# Train model pipeline

## Rationale:
Based on the previous experiments we are to train the model for the competition's submissions. We are to use the full dataset ```train``` + ```test``` + ```validation``` to train the final models and in the case of the ensemble models, the ```out of fold``` predictions. 

## Methodology:
We are to train each model with the optimized hyperparamters and use the out of fold predictions of each to train two final stackers:

1. A linear model trained on the model's predictions.
2. A NN model trained on the model's predictions.

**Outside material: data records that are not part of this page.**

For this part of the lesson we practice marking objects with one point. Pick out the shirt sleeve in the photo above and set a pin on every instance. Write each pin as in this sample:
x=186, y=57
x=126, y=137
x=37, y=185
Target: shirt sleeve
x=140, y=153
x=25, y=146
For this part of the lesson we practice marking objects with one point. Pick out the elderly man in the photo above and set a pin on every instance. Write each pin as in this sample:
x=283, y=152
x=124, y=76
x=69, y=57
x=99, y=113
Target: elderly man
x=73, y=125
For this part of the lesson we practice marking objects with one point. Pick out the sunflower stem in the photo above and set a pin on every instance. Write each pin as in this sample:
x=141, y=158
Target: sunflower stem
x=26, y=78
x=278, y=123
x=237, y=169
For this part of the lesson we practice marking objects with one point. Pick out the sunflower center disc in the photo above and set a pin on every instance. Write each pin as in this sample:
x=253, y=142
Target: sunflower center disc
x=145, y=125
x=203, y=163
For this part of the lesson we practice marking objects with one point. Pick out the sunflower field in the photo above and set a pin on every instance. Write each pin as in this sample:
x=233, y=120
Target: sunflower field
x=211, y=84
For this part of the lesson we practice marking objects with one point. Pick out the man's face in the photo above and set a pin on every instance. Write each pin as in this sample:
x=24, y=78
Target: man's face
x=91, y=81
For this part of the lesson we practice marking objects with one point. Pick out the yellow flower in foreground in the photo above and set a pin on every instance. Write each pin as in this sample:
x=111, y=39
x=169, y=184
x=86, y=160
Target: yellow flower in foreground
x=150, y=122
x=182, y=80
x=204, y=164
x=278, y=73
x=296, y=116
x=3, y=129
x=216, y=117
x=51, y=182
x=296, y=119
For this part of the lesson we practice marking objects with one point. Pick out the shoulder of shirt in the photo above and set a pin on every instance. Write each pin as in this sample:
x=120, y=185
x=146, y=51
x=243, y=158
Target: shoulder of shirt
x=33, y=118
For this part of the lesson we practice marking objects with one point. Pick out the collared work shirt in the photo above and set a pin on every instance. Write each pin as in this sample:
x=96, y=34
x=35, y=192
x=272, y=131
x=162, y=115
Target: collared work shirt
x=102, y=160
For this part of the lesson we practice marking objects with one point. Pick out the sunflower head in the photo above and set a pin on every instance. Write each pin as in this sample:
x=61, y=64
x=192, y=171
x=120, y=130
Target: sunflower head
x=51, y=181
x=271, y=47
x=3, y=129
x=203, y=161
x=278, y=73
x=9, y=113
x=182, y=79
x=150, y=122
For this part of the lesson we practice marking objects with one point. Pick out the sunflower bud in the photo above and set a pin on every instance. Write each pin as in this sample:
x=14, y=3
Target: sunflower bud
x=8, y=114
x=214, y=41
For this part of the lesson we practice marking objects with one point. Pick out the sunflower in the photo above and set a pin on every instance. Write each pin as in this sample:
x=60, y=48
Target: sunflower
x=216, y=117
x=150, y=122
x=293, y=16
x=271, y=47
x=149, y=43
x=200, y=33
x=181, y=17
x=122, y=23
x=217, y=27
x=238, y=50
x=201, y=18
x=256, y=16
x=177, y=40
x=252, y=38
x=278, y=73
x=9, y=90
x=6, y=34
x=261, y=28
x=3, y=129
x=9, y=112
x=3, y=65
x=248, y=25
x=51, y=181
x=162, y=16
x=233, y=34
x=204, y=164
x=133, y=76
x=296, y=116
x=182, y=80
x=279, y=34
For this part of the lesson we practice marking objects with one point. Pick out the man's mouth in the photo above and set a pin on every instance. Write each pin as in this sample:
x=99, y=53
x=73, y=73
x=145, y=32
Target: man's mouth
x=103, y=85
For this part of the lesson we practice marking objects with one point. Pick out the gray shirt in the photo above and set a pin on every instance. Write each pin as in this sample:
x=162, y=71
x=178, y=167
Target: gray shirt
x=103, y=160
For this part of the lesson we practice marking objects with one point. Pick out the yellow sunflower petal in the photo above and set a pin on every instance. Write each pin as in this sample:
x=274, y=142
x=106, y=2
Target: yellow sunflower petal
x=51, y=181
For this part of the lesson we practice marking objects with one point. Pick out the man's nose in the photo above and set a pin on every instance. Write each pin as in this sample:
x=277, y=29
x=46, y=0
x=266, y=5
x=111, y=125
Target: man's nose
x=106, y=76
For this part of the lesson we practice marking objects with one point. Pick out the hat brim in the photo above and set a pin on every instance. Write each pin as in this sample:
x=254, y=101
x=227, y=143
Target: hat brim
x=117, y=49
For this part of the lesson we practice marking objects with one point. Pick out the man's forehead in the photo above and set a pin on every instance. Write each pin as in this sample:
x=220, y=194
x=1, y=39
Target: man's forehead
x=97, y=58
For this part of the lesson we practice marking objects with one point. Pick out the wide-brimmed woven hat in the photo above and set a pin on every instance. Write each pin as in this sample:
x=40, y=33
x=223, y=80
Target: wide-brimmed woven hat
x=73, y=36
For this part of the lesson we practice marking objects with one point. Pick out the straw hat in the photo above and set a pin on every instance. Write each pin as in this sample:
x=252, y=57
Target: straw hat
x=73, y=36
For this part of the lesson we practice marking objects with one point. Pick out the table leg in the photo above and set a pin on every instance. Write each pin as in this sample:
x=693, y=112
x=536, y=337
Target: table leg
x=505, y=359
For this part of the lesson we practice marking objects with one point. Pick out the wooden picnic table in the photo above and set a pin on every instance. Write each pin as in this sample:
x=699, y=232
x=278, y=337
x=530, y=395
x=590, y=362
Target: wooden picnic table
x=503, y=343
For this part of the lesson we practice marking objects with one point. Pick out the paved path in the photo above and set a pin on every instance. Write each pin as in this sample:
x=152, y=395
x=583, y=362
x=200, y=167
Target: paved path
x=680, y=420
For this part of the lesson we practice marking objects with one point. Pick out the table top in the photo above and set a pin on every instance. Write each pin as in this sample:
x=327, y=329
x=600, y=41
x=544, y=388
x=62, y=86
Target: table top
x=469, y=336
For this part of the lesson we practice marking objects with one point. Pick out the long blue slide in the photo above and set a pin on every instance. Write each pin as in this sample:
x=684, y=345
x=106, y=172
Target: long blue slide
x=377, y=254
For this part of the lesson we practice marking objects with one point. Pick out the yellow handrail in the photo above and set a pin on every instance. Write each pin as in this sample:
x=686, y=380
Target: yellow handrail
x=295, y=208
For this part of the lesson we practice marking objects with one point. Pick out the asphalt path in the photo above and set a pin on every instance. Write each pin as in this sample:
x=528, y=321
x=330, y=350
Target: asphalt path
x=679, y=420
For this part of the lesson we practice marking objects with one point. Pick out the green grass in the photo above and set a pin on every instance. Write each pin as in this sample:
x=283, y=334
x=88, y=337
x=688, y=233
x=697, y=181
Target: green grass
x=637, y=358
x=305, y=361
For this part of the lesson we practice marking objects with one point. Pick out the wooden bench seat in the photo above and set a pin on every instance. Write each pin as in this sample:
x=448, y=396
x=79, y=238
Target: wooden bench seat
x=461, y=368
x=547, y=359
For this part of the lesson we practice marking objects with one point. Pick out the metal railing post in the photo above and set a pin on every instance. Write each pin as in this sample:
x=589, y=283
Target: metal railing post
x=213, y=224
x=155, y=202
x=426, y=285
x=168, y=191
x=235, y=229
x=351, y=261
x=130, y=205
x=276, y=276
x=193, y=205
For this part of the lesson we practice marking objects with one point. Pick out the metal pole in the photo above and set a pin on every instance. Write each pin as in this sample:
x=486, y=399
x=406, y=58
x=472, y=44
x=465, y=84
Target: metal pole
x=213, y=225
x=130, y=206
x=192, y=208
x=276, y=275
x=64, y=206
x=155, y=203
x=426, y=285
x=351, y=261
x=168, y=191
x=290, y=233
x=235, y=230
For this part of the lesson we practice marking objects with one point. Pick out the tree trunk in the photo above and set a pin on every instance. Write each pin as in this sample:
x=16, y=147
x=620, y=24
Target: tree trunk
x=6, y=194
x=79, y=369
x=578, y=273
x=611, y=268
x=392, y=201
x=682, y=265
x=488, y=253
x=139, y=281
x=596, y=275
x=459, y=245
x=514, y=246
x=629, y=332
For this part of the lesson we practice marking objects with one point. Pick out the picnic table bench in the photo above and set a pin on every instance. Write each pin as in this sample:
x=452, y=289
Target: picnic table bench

Then we will save the predictions on the private dataset and use them for the final submissions.

## Conclusions:

1. **Consistency in Model Performance**: The private and public scores for the different models are very close to each other, indicating consistent performance.

2. **Stacking Models**: "Stacking MLP," "Stacking LR," and "Stacking AVG" models perform similarly with scores around 0.7980 (private) and 0.8000 (public).

3. **Boruta + Optuna**: "Boruta + Optuna" model performs competitively with scores of 0.7980 (private) and 0.7992 (public).

4. **Model Selection**: Consider factors beyond just performance, including model complexity, interpretability, training time, and resource requirements.

5. **Ensemble and Model Tuning**: Stacking models and combining feature selection methods with hyperparameter optimization can be effective strategies.

6. **Further Investigation**: Explore feature importance, model interpretability, and experiment with different model architectures or hyperparameters.

In summary, while performance differences are subtle, choose a model considering practical aspects and continue experimentation for optimization.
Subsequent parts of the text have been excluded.